Meanwhile, thousands of adjuncts within SUNY, who deliver a substantial portion of our educational mission, continue to work for near-poverty wages. Adjuncts are the only employees for whom there are no minimum salaries in the contract between New York State and United University Professions (UUP), the nation’s largest higher education union with over 35,000 members. My research shows that when adjusted for inflation, adjunct wages at New Paltz have plummeted by some 49 percent between 1970 and 2008.
The union pushed hard for a salary minimum that would have benefited thousands of part-time faculty throughout the system. However, top SUNY officials adamantly refused to accept any salary minimum whatsoever. At a recent meeting in New Paltz where SUNY Chancellor Nancy Zimpher was confronted by demonstrators demanding a $5,000 minimum starting salary for adjuncts, she went so far as to publicly deny that SUNY had even been present at the negotiating table.
When asked about SUNY’s refusal to increase wages for adjuncts while doling out hundreds of thousands of dollars to a former provost who is still on the payroll, a SUNY spokesman said that “they’re completely unrelated.” Actually, nothing could be further from the truth: they are indeed very much related, and the sooner we acknowledge this relationship, the sooner we can begin to fix the staffing crisis in higher education.
We absolutely must find a way to pay the majority of college teachers a living wage and stop squandering resources on overpaid college executives, expensive facilities, extravagant athletic programs and lavish services that do little to advance the true educational needs of our students. The quality of education will be enhanced by focusing our limited resources on instruction.

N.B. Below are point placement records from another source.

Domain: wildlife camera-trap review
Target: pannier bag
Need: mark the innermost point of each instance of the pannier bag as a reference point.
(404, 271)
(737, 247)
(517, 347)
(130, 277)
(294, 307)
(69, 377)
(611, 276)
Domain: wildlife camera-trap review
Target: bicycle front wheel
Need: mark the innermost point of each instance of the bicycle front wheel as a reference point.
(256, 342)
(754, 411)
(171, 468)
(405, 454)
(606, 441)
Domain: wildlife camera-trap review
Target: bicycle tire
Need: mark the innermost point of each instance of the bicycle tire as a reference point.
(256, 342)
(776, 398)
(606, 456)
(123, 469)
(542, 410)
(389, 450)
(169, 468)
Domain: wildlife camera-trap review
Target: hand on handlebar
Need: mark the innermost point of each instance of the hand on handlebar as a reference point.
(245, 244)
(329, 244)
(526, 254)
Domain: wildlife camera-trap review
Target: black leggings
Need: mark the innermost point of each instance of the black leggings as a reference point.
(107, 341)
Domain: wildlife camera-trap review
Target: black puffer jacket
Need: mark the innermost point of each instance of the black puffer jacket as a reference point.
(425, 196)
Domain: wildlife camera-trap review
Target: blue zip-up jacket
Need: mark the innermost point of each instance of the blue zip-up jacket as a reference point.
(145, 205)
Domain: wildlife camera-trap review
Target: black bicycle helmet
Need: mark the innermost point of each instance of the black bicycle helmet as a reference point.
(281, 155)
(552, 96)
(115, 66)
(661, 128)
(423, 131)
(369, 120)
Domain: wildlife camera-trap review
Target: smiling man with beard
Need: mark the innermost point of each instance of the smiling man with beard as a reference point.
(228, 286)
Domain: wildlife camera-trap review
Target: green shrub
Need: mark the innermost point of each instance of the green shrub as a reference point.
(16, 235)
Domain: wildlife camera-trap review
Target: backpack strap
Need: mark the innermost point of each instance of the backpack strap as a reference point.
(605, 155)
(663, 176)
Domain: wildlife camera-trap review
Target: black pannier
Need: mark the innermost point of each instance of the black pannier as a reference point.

Our UUP chapter at SUNY New Paltz launched a $5K campaign in May to raise the minimum starting salary for a standard three-credit course to $5,000, about twice the current national average, but considerably less than the $7,090 recommended by the Modern Language Association. This campaign has been endorsed by a growing list of unions and organizations around the country, including UUP and New Faculty Majority, the only national organization advocating exclusively for contingent faculty. The $5K Campaign was one focus of Campus Equity Week during the last week of October and should become part of every union’s legislative program next year.
Class warfare in the academy is unlikely to end any time soon. Meanwhile, we urgently need to connect the dots, to stop underfunding and privatizing public higher education. At the same time, we need to put an end to wasteful spending and overly generous perks that top administrators dole out to themselves. Saddling our students with backbreaking tuition loan debt is simply unsustainable. They, their parents, taxpayers and legislators deserve to know where their hard-
earned tuition and tax dollars are going. The quality of their education and thus the future of our country depend on providing a living wage, job security and benefits to those actually teaching in our classrooms.